The Boston Parks Department is to blame (or to thank, depending on your view) for the nod to religious inclusivity (AKA the “bullcrap”); the city’s mayor, in light of the bruhaha, has since renamed Hatt’s spruce a certified Christmas tree. Jesus would have been proud, had he known what a Christmas tree was. The tradition is credited to 16th century Germany.
It’s a shame these two news items are linked — not only on the CBC website, but in a December 2 story in the Globe and Mail — because Donnie Hatt is right, calling what is clearly a Christmas tree a “holiday tree” is bullshit. Oxford town council, on the other hand, is just plain out of its tree.
I have to laugh at the Oxford motion lest I cry, it’s rooted in such ignorance and insecurity.

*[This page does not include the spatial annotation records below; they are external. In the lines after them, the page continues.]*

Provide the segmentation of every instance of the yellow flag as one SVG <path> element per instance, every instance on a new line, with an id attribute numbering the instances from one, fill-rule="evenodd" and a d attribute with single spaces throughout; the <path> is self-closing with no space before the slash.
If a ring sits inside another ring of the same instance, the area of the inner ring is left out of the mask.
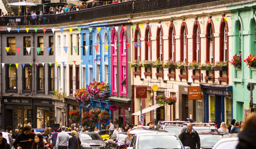
<path id="1" fill-rule="evenodd" d="M 72 33 L 72 30 L 73 30 L 73 28 L 69 28 L 69 31 L 70 32 L 70 33 Z"/>
<path id="2" fill-rule="evenodd" d="M 108 51 L 108 45 L 104 45 L 104 46 L 106 48 L 107 51 Z"/>
<path id="3" fill-rule="evenodd" d="M 101 27 L 97 27 L 97 29 L 98 29 L 98 31 L 99 31 L 99 33 L 100 33 L 100 28 L 101 28 Z"/>
<path id="4" fill-rule="evenodd" d="M 5 48 L 7 51 L 7 53 L 9 53 L 9 49 L 10 49 L 10 47 L 5 47 Z"/>

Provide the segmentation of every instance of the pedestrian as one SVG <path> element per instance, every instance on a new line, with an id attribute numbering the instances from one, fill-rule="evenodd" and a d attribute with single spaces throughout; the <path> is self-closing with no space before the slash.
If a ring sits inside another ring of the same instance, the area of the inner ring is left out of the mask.
<path id="1" fill-rule="evenodd" d="M 67 142 L 69 139 L 69 135 L 65 132 L 65 126 L 62 126 L 61 132 L 58 134 L 56 141 L 56 149 L 67 149 Z"/>
<path id="2" fill-rule="evenodd" d="M 256 114 L 246 119 L 244 128 L 238 134 L 239 142 L 236 149 L 256 149 Z"/>
<path id="3" fill-rule="evenodd" d="M 56 141 L 57 141 L 57 136 L 58 133 L 57 132 L 57 129 L 54 129 L 54 132 L 52 133 L 52 138 L 51 139 L 51 144 L 54 147 L 54 149 L 55 149 L 55 146 L 56 145 Z"/>
<path id="4" fill-rule="evenodd" d="M 235 122 L 235 126 L 233 127 L 232 130 L 230 132 L 230 134 L 236 134 L 238 133 L 240 131 L 239 129 L 239 126 L 240 125 L 240 122 L 238 121 L 236 121 Z"/>
<path id="5" fill-rule="evenodd" d="M 180 135 L 180 141 L 184 146 L 189 146 L 191 149 L 200 149 L 200 138 L 198 134 L 193 129 L 191 123 L 188 124 L 187 127 L 187 129 Z"/>
<path id="6" fill-rule="evenodd" d="M 235 125 L 235 122 L 236 122 L 235 119 L 232 119 L 232 120 L 231 121 L 231 125 L 229 125 L 228 126 L 228 132 L 230 132 L 231 130 L 232 130 L 232 129 L 233 129 L 233 127 L 234 126 L 234 125 Z"/>
<path id="7" fill-rule="evenodd" d="M 218 129 L 218 131 L 219 132 L 223 133 L 228 133 L 228 126 L 226 124 L 226 123 L 224 122 L 223 122 L 220 124 L 220 128 Z"/>
<path id="8" fill-rule="evenodd" d="M 35 138 L 35 134 L 31 133 L 31 129 L 30 125 L 27 125 L 24 127 L 23 132 L 17 137 L 13 143 L 15 149 L 31 149 Z"/>
<path id="9" fill-rule="evenodd" d="M 0 149 L 10 149 L 10 145 L 7 143 L 7 140 L 3 136 L 3 134 L 0 132 Z"/>

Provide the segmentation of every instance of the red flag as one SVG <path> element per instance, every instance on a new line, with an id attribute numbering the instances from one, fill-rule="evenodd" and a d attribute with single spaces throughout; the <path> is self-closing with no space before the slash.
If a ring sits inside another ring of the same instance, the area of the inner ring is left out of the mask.
<path id="1" fill-rule="evenodd" d="M 95 50 L 96 50 L 96 53 L 97 53 L 98 51 L 98 48 L 99 48 L 99 45 L 94 45 L 94 47 L 95 47 Z"/>
<path id="2" fill-rule="evenodd" d="M 16 50 L 18 53 L 18 55 L 20 54 L 20 48 L 16 47 Z"/>
<path id="3" fill-rule="evenodd" d="M 45 31 L 46 31 L 46 28 L 43 28 L 43 30 L 44 30 L 44 33 L 45 33 Z"/>

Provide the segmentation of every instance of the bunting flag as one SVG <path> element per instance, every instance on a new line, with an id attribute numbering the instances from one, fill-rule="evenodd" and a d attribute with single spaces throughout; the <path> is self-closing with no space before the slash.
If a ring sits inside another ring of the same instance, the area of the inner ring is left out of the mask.
<path id="1" fill-rule="evenodd" d="M 31 48 L 27 47 L 27 48 L 26 48 L 26 49 L 27 49 L 27 51 L 28 51 L 28 54 L 29 54 L 29 53 L 30 53 L 30 50 L 31 49 Z"/>
<path id="2" fill-rule="evenodd" d="M 16 47 L 16 50 L 17 50 L 17 52 L 18 53 L 18 55 L 20 54 L 20 48 Z"/>
<path id="3" fill-rule="evenodd" d="M 77 53 L 77 48 L 78 48 L 78 46 L 73 46 L 73 47 L 74 48 L 74 49 L 75 50 L 75 51 L 76 52 L 76 53 Z"/>
<path id="4" fill-rule="evenodd" d="M 7 51 L 7 53 L 9 53 L 9 49 L 10 49 L 10 47 L 5 47 L 6 51 Z"/>
<path id="5" fill-rule="evenodd" d="M 62 33 L 63 33 L 63 30 L 64 30 L 64 28 L 60 28 L 60 29 L 61 30 L 61 34 L 62 34 Z"/>
<path id="6" fill-rule="evenodd" d="M 45 33 L 45 31 L 46 31 L 46 28 L 43 28 L 43 30 L 44 30 L 44 33 Z"/>
<path id="7" fill-rule="evenodd" d="M 73 28 L 69 28 L 69 32 L 70 32 L 70 33 L 72 33 L 72 30 L 73 30 Z"/>
<path id="8" fill-rule="evenodd" d="M 39 54 L 40 52 L 40 50 L 41 49 L 41 47 L 36 47 L 36 51 L 37 51 L 37 53 Z"/>
<path id="9" fill-rule="evenodd" d="M 144 25 L 143 24 L 141 24 L 141 25 L 140 25 L 140 26 L 141 26 L 141 29 L 143 29 L 143 27 L 144 27 Z"/>
<path id="10" fill-rule="evenodd" d="M 65 52 L 67 53 L 67 47 L 64 47 L 64 50 L 65 51 Z"/>
<path id="11" fill-rule="evenodd" d="M 118 30 L 118 26 L 115 26 L 115 31 L 116 31 L 117 32 Z"/>
<path id="12" fill-rule="evenodd" d="M 126 28 L 127 28 L 127 26 L 123 26 L 123 29 L 125 30 L 125 31 L 126 31 Z"/>
<path id="13" fill-rule="evenodd" d="M 47 47 L 47 51 L 48 51 L 48 54 L 50 54 L 50 51 L 51 50 L 51 47 Z"/>
<path id="14" fill-rule="evenodd" d="M 152 24 L 148 24 L 148 26 L 149 26 L 150 29 L 151 29 L 151 28 L 152 28 Z"/>
<path id="15" fill-rule="evenodd" d="M 100 27 L 97 27 L 97 29 L 98 29 L 98 31 L 99 31 L 99 33 L 100 33 L 100 28 L 101 28 Z"/>
<path id="16" fill-rule="evenodd" d="M 104 45 L 106 50 L 107 50 L 107 51 L 108 51 L 108 45 Z"/>
<path id="17" fill-rule="evenodd" d="M 94 45 L 94 47 L 95 48 L 95 50 L 96 51 L 96 53 L 98 51 L 98 48 L 99 48 L 99 45 Z"/>

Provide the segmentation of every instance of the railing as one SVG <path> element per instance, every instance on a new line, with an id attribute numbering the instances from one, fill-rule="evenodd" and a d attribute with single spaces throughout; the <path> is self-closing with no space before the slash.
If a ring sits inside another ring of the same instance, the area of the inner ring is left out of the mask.
<path id="1" fill-rule="evenodd" d="M 59 14 L 0 17 L 0 26 L 54 24 L 137 13 L 221 0 L 138 0 Z"/>

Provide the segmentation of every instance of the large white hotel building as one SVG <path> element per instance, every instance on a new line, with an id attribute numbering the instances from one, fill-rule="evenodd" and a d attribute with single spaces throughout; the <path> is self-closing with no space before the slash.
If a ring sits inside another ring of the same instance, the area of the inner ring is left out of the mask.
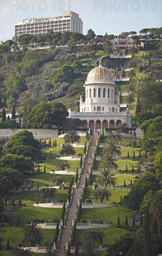
<path id="1" fill-rule="evenodd" d="M 26 19 L 15 24 L 15 35 L 24 34 L 45 34 L 49 29 L 54 32 L 77 32 L 83 34 L 83 21 L 79 14 L 67 11 L 62 16 L 50 18 Z"/>

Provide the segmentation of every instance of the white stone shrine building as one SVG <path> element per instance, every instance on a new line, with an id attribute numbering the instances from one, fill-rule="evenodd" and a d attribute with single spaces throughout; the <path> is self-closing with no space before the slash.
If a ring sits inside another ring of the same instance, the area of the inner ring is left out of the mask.
<path id="1" fill-rule="evenodd" d="M 127 108 L 120 111 L 118 92 L 110 69 L 102 66 L 93 68 L 89 73 L 85 84 L 85 100 L 80 98 L 80 112 L 71 112 L 69 117 L 79 118 L 83 121 L 81 128 L 91 129 L 94 132 L 101 129 L 117 127 L 120 123 L 126 122 L 131 127 L 131 115 Z M 117 94 L 116 93 L 117 93 Z"/>

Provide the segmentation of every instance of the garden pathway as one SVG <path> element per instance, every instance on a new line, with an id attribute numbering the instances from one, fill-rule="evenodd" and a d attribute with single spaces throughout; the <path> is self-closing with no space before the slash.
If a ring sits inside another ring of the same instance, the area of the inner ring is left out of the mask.
<path id="1" fill-rule="evenodd" d="M 82 187 L 83 185 L 84 185 L 85 181 L 85 177 L 88 174 L 88 168 L 89 167 L 89 161 L 90 161 L 90 165 L 91 164 L 91 161 L 92 156 L 92 154 L 94 151 L 96 141 L 97 140 L 98 135 L 97 134 L 94 134 L 94 135 L 91 136 L 91 146 L 90 147 L 88 157 L 85 162 L 84 168 L 83 171 L 83 174 L 81 175 L 80 179 L 81 188 L 75 189 L 74 195 L 72 199 L 72 206 L 69 209 L 69 213 L 67 217 L 66 227 L 63 230 L 62 235 L 61 237 L 61 243 L 60 245 L 59 250 L 58 251 L 57 255 L 58 256 L 64 256 L 64 250 L 66 243 L 68 243 L 70 239 L 70 235 L 71 228 L 71 222 L 72 220 L 75 219 L 75 214 L 77 210 L 77 203 L 78 199 L 79 199 L 81 196 L 81 192 Z"/>

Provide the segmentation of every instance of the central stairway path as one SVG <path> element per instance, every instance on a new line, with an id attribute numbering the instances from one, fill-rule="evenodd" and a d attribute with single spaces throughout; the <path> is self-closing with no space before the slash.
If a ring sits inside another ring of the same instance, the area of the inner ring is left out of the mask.
<path id="1" fill-rule="evenodd" d="M 78 199 L 79 199 L 80 198 L 82 187 L 83 185 L 84 185 L 85 184 L 85 178 L 88 175 L 89 167 L 91 166 L 92 154 L 95 149 L 96 141 L 97 140 L 97 139 L 98 135 L 97 134 L 94 134 L 94 135 L 91 136 L 91 146 L 89 148 L 88 157 L 85 162 L 83 175 L 81 175 L 80 182 L 81 188 L 76 188 L 74 189 L 72 202 L 72 206 L 71 206 L 71 208 L 70 208 L 69 210 L 66 227 L 64 228 L 63 230 L 59 250 L 58 251 L 57 253 L 57 255 L 58 256 L 64 256 L 66 243 L 67 243 L 67 244 L 68 244 L 70 239 L 71 223 L 72 222 L 72 219 L 75 219 L 75 214 L 77 210 L 77 203 L 78 202 Z M 90 162 L 90 164 L 89 163 L 89 161 Z"/>

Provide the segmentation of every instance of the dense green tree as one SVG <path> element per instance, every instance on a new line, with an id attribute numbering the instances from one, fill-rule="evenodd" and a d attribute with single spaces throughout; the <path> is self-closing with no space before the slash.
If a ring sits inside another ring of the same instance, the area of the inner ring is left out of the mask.
<path id="1" fill-rule="evenodd" d="M 85 240 L 90 240 L 102 244 L 103 243 L 103 238 L 105 237 L 104 234 L 101 230 L 89 230 L 84 232 L 83 235 Z"/>
<path id="2" fill-rule="evenodd" d="M 34 247 L 43 241 L 44 234 L 37 223 L 26 224 L 22 228 L 22 242 L 25 245 Z"/>
<path id="3" fill-rule="evenodd" d="M 100 172 L 101 177 L 98 178 L 96 182 L 101 185 L 104 185 L 107 187 L 108 185 L 110 186 L 115 186 L 116 184 L 117 179 L 115 178 L 114 174 L 111 174 L 110 171 L 105 170 L 102 170 Z"/>
<path id="4" fill-rule="evenodd" d="M 101 203 L 103 203 L 104 200 L 106 199 L 108 202 L 109 198 L 111 195 L 111 193 L 107 190 L 97 190 L 94 194 L 94 198 L 95 200 L 98 200 L 101 202 Z"/>
<path id="5" fill-rule="evenodd" d="M 52 187 L 45 187 L 39 191 L 40 196 L 43 198 L 45 198 L 47 203 L 49 202 L 50 198 L 53 198 L 55 197 L 57 192 L 57 190 Z"/>
<path id="6" fill-rule="evenodd" d="M 61 155 L 72 155 L 76 153 L 74 150 L 74 148 L 72 144 L 70 143 L 63 144 L 62 145 L 62 149 L 59 151 Z"/>
<path id="7" fill-rule="evenodd" d="M 77 131 L 70 130 L 68 132 L 67 134 L 65 134 L 64 140 L 66 143 L 79 143 L 80 136 L 78 135 Z"/>
<path id="8" fill-rule="evenodd" d="M 34 107 L 27 119 L 32 128 L 51 128 L 61 127 L 68 115 L 62 103 L 46 102 Z"/>
<path id="9" fill-rule="evenodd" d="M 110 154 L 112 156 L 113 155 L 120 156 L 122 153 L 120 149 L 121 148 L 119 146 L 112 141 L 110 141 L 105 143 L 105 146 L 104 147 L 102 151 L 104 154 L 108 153 Z"/>
<path id="10" fill-rule="evenodd" d="M 65 182 L 65 180 L 64 177 L 61 176 L 56 176 L 53 178 L 50 179 L 49 181 L 51 182 L 52 185 L 55 185 L 55 186 L 60 186 L 64 182 Z"/>

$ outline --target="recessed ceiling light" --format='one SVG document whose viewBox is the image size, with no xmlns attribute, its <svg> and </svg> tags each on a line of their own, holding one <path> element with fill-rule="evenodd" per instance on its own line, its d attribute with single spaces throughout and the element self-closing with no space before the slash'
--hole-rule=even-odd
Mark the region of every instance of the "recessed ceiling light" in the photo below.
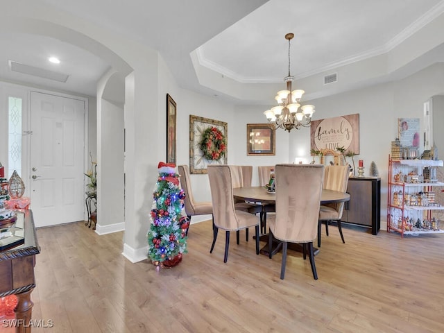
<svg viewBox="0 0 444 333">
<path fill-rule="evenodd" d="M 60 60 L 59 60 L 58 58 L 57 58 L 56 57 L 51 57 L 48 60 L 49 60 L 50 62 L 52 62 L 53 64 L 60 64 Z"/>
</svg>

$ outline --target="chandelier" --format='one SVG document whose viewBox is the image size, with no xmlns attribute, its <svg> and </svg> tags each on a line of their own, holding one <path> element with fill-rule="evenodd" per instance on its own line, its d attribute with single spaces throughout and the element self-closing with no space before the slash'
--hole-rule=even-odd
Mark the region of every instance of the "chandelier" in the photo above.
<svg viewBox="0 0 444 333">
<path fill-rule="evenodd" d="M 291 90 L 294 76 L 290 75 L 290 41 L 293 37 L 293 33 L 285 35 L 285 39 L 289 41 L 289 75 L 284 78 L 284 81 L 287 83 L 287 89 L 278 92 L 275 99 L 279 105 L 264 112 L 268 122 L 274 123 L 276 128 L 283 128 L 289 132 L 293 128 L 299 129 L 300 126 L 309 126 L 311 116 L 314 113 L 314 106 L 300 106 L 299 103 L 305 92 L 300 89 Z M 300 110 L 298 112 L 299 107 Z"/>
</svg>

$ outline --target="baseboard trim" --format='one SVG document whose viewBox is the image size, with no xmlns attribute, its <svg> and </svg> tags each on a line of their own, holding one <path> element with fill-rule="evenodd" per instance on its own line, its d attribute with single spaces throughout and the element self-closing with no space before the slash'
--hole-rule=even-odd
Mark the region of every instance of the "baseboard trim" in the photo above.
<svg viewBox="0 0 444 333">
<path fill-rule="evenodd" d="M 133 248 L 128 244 L 123 244 L 122 255 L 133 264 L 148 259 L 148 246 L 140 248 Z"/>
<path fill-rule="evenodd" d="M 100 224 L 96 225 L 96 233 L 100 235 L 112 234 L 113 232 L 123 230 L 125 230 L 125 222 L 110 224 L 108 225 L 101 225 Z"/>
<path fill-rule="evenodd" d="M 212 220 L 212 219 L 213 216 L 211 214 L 207 215 L 194 215 L 191 216 L 191 221 L 190 224 L 198 223 L 199 222 Z"/>
</svg>

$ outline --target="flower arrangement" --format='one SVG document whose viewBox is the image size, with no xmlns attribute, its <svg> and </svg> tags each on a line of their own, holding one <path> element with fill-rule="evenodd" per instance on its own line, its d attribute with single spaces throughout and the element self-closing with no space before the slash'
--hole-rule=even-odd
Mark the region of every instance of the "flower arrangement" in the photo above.
<svg viewBox="0 0 444 333">
<path fill-rule="evenodd" d="M 91 157 L 91 169 L 83 173 L 89 178 L 89 182 L 87 185 L 88 191 L 86 194 L 87 195 L 95 195 L 97 191 L 97 162 L 92 160 L 91 153 L 89 153 L 89 157 Z"/>
<path fill-rule="evenodd" d="M 222 132 L 216 127 L 209 127 L 202 135 L 199 148 L 207 160 L 219 161 L 227 150 L 226 139 Z"/>
</svg>

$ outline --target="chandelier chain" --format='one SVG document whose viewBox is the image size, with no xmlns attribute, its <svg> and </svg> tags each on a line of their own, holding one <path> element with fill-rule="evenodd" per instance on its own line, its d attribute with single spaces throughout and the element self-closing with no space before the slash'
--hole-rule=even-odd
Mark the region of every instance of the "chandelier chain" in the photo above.
<svg viewBox="0 0 444 333">
<path fill-rule="evenodd" d="M 291 40 L 289 40 L 289 76 L 290 76 L 290 42 Z"/>
</svg>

December is about Christmas, yes. The mall music tells us that. But Kwanzaa, the African holiday celebrating family and community, is celebrated yearly from December 26 to January 1. The fasting month of Ramadan ended in early November this year, but it changes dates annually because it’s based on the Muslim calendar and it can be in December. In 2005, the eight-day Jewish holiday, Hanukkah (set by the Jewish calendar), begins at sundown December 25. No matter how you slice this mincemeat pie, benne cake, sweet malpua or blintz, December is without question the holiday season.
Now, Oxford might be small — Statistics Canada pegged the 2001 population at 1,332 souls— and largely Christian — the closest mosque is in Truro; the closest synagogue is in Moncton—but for god’s sake, it’s the Wild Blueberry Capital of Canada. That counts for a little bit of worldliness, doesn’t it?
If Nova Scotia wants more immigrants (and according to the government’s Immigration Strategy, it does) people urban and rural alike have to recognize newcomers aren’t always Christian. And calling December the holiday season isn’t just inclusive, it’s bloody correct. And no amount of Christian insecurity is going to change it.
Anyway, shouldn’t Oxford be putting a ban on the Easter bunny? Easter, which commemorates Jesus’ crucifiction and resurrection, is the most important Christian holiday — if we’re talking about Christianity in a Christ-on-the-cross sense, not the Hallmark-card sense — and its commercial exploitation is growing. US-based retail trade organization the National Retail Federation began tracking Easter spending last year, counting the cash Americans are doling out on Easter candy, Easter gifts and pastel bunny tchotchkes at close to $10 billion.
With all this non-resurrection-themed spending, people might start calling Easter EggFest. I might, if only to get under the skin of Oxford town council. But Donnie Hatt’s Christmas tree will always be a Christmas tree to me.